As fazendas aquáticas mais comuns são grandes redes em forma de tanque, com cerca de 100 metros quadrados de superfície e 10 metros de profundidade. Essas redes são instaladas próximo à costa, para facilitar a alimentação dos cardumes. Como numa fazenda de animais, os criadores usam produtos veterinários para evitar a disseminação de doenças entre os peixes, e aí começam os problemas. As substâncias químicas provocam a concentração na água de substâncias como nitrogênio e fósforo. O resultado é a proliferação de algas tóxicas na região em que a fazenda está instalada. As algas retiram o oxigênio da água e provocam a morte de espécies no entorno da fazenda. Apesar do uso de produtos veterinários, o convívio de grande quantidade de peixes de uma só espécie propicia o surgimento de doenças inesperadas. O vírus da síndrome da mancha branca causou a perda de milhões de dólares nas fazendas de camarão asiáticas no início dos anos 90 e foi encontrado também na América Latina e nos Estados Unidos. Em 1998, o uso indiscriminado de antibióticos levou ao desenvolvimento de uma bactéria resistente que causou o colapso das fazendas de camarão da Tailândia.
Às vezes a própria instalação da fazenda aquática já provoca deterioração ambiental.
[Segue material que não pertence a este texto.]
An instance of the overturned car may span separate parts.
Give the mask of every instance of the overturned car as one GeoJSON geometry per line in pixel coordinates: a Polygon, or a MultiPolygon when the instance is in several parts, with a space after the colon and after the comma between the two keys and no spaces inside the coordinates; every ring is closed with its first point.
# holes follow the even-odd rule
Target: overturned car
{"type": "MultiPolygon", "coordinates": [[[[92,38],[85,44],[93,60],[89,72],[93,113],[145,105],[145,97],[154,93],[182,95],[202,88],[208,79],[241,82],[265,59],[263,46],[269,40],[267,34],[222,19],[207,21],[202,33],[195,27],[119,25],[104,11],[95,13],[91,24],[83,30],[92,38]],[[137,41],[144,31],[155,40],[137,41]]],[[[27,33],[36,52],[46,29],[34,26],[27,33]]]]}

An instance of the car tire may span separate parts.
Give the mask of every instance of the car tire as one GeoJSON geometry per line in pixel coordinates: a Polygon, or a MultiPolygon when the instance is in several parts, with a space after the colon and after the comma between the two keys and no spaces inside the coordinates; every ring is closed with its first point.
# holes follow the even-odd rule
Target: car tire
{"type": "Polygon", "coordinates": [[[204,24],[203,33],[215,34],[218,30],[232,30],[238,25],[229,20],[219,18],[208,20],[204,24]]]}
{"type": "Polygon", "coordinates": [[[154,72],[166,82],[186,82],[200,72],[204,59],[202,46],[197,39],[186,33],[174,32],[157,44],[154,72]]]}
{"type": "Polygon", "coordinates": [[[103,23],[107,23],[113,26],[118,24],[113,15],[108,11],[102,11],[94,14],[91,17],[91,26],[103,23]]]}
Muitas fazendas de camarão, em lugar de usar redes, são escavadas em regiões de mangue, onde há grande concentração de nutrientes. Só nas Filipinas, 75% da vegetação de mangue foi destruída desde os anos 50. Nos últimos trinta anos, metade das áreas de mangue foi destruída na Tailândia e 25% na Malásia. É comum também que em grandes fazendas haja fuga de parte dos peixes, como ocorreu na Escócia há nove meses, quando 100 000 salmões escapuliram do tanque em que viviam. Peixes cultivados em fazendas, quando escapam, competem com espécies nativas por alimentos, desequilibram o habitat dessas espécies, podem se tornar predadores e transmitir doenças.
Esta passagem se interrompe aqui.